Il mondo post-pandemico mi sembra brutto e incattivito anche più di quello di prima: guardo (come tutti) le immagini da Gaza e mi domando chi o cosa potrà mai riallacciare i fili spezzati.
Forse se lo sono chiesti anche gli Ontroerend Goed, collettivo fiammingo di autentici pirati della scena. Al bel festival FOG, in Triennale a Milano, portano il titolo palindromo Are we not drawn onward to new erA. Nei loro spettacoli hanno fatto insorgere gli adolescenti, ricevuto singoli spettatori in disturbanti alcove, immaginato il mondo dopo la scomparsa dell’umanità. Stavolta, ci trasportano in un Eden andato a male, in cui gli attori fanno cose strane, parlando un lingua sconosciuta: distruggono un alberello, spargono sacchetti di plastica, erigono statue dorate. A metà performance, con un gioco tecnologico semplice ma complicatissimo, rivediamo tutto in rewind e scopriamo che la lingua era semplicemente inglese al contrario e che tutte le azioni erano un tentativo di rimediare simbolicamente allo schifo che abbiamo combinato sul pianeta. E poi? Poi, niente. Appena finito, ricominceremmo come prima. We must remove ourselves. Dobbiamo levarci di torno. Ecco.

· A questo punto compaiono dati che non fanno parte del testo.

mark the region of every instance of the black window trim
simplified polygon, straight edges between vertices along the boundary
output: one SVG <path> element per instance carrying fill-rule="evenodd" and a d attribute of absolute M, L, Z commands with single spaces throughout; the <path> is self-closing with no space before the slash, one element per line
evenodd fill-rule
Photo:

Decido di sfogare la mia frustrazione globale prendendomela con Marvin. Marvin è uno dei miei assistenti virtuali. Il suo compito è farmi incazzare circa una volta al mese, quando cerco di venire a capo dell’ennesimo sganghero creato da uno dei miei vari spacciatori di servizi digitali. Non c’è nulla di altrettanto sgradevole che ricevere il festoso incitamento “Parla con noi!” quando sono già in ritardo e sto aspettando con urgenza un messaggio dal Presidente degli Stati Uniti, da qualcuno che mi deve dei soldi o dal mio pranoterapeuta, scegliete voi. Parlare con Marvin è come parlare con un ciellino convinto. Finge di ascoltare, finge di rispondere. Sa di possedere la verità assoluta. Ti commisera dal profondo. Marvin mi ascolta impassibile e sorridente mentre lo supplico virtualmente di aggiustarmi tutto quello che ho di rotto. Sfoggia una faccia tosta pari a quella di vecchi clichè del secolo scorso: l’idraulico introvabile che ti lascia ad aspettare sullo scoglio di Nasso come Arianna o l’elettricista inflessibile che ti umilia quando lo chiami per un guasto residuale ed economicamente poco appetitoso. Ma con Marvin è anche peggio, non puoi nemmeno sbatterlo fuori di casa quando perdi la compostezza.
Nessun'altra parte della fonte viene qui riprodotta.